The arrogance of Recep Tayyip Erdogan, the Prime Minister of Turkey, toward protesters in several major Turkish cities is a vivid confirmation that his aspiration to become his country's first directly elected president, with strong executive powers, should not be fulfilled. A constitutional amendment that would enable that ambition would dangerously add to his already swollen head.

The overreaction by the police to a peaceful protest against the redevelopment of a park and square in Istanbul does not seem to have been Mr. Erdogan's doing. But his dismissal of the protesters as "looters" and "wild extremists" walking "arm-in-arm with terrorism," and his wild claim that "social media is the worst menace to society," show a lack of judgment and self-control. And he has hyperbolically declared, "If this is about holding meetings, if this is a social movement, where they gather 20, I will get up and gather 200,000 people.

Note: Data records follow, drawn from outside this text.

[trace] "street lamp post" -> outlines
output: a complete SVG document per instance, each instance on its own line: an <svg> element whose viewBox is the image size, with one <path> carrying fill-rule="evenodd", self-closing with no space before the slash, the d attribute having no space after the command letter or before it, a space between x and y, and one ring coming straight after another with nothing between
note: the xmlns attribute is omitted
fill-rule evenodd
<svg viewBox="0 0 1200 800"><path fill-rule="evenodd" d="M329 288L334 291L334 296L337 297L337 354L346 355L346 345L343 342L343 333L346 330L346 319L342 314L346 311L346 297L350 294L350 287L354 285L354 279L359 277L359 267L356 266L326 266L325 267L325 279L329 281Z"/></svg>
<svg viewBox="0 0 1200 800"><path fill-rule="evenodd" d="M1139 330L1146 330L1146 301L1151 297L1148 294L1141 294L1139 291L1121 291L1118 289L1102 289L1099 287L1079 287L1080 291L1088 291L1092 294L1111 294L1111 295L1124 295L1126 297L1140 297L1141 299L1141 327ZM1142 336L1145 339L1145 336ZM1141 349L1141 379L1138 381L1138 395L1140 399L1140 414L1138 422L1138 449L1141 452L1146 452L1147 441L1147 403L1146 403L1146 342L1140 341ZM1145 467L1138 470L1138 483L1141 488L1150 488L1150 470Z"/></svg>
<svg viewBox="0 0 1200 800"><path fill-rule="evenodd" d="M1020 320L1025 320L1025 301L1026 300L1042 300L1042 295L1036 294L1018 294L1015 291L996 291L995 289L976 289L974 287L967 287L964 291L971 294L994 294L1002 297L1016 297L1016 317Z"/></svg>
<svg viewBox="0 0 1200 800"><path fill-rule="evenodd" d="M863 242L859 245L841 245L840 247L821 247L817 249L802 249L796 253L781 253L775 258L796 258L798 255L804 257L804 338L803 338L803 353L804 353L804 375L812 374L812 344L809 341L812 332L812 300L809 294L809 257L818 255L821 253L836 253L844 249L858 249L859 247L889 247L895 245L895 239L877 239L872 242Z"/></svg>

Where they gather 100,000, I will bring together one million from my party" – although members of the Justice and Development Party (AKP) are not showing signs of doing anything of the sort.

Fortunately, Abdullah Gul, the President – his office makes him the head of state, a role that includes ceremonial functions but is not simply apolitical – has respectfully acknowledged the legitimacy of "the expression of various views and objections." In implicit disagreement with Mr. Erdogan, he pointed out that democracy is not only about elections and their results.

Likewise, the Deputy Prime Minister, Bulent Arinc, has apologized to the protesters.

Indeed, Fethullah Gulen, a Turkish religious leader (living, oddly enough, in the Pocono hills of Pennsylvania) who arguably has as much influence in the membership of the AKP as Mr. Erdogan, has let it be known that he thinks the police used excessive force. He has recently preached against "hubris," which is interpreted as being directed at Mr. Erdogan.

The Turkish Prime Minister is most unlikely to lose power in the near future, but there is now reason to hope that he will not attain the executive presidency that he has sought.